London: Stock markets plunged deeper into the red on Friday after data showed that US inflation soared to highest level in 40 years in May, outpacing analysts' expectations.

In Europe, all of the major stock indices ended the week sharply lower.

Paris's blue-chip CAC 40 lost 2.7 percent on Friday, Frankfurt's DAX index was down 3.1 percent, Milan's FTSE MIB shed 5.1 percent, Madrid's IBEX tumbled 3.7 percent and London's FTSE dropped by 2.1 percent.

On Wall Street, stocks also were deep in negative territory after US government data showed inflation reached 8.6 percent in May, the steepest rise in consumer prices since December 1981, on the back of surging energy and food prices.

"US CPI for May has come in stronger than expected," said Stephen Innes of SPI Asset Management. "Inflation is back on the highs; critically, it's across the board."

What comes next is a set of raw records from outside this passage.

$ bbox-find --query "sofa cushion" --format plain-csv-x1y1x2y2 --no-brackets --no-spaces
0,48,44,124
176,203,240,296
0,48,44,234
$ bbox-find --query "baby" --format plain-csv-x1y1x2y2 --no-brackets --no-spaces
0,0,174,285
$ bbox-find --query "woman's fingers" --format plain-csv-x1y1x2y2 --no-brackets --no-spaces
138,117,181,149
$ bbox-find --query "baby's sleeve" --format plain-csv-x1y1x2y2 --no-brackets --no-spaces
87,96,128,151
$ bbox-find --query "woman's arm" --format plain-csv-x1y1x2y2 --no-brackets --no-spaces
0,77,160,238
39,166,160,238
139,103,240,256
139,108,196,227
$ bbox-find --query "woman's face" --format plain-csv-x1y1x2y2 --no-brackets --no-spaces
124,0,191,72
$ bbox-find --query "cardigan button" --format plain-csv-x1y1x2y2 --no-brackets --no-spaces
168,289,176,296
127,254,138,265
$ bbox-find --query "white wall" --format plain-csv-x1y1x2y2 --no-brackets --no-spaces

The data had been eagerly anticipated as investors hungrily look for clues as to the direction of US interest rates at next week's meeting of the Federal Reserve.

"Today's release of US CPI underscores the need for tighter monetary policy," said Fawad Razaqzada at

"As the Fed and others have admitted the need for 'more forceful' monetary tightening to address surging inflation around the world, this should keep the Nasdaq and other risk assets under pressure and support the US dollar against weaker currencies and gold," he said.

Inflation is soaring across the world, prompting the European Central Bank to finally join the Fed in tightening its monetary policy as it announced on Thursday that it would raise rates next month.

Economists warn that surging inflation, driven by rocketing energy prices, could push top economies into recession.

Adding to the unease was news that officials in China had once again locked down millions of people for Covid testing owing to another flare-up in cases, dealing a blow to hopes for an economic reopening.

"Warning signs about the economy are emerging as weekly (US) jobless claims are starting to rise, China's Covid situation will prove troublesome for supply chains over the next couple of quarters, and as inflationary pressures broaden and show no sign of easing," said Edward Moya, analyst at OANDA trading group.

"It seems reductions in global growth forecasts will become a steady theme over the next few months and that should complicate how much more tightening we see from central banks," he said.

The World Bank and Organisation for Economic Co-operation and Development both lowered their global economic growth forecasts for this year earlier in the week.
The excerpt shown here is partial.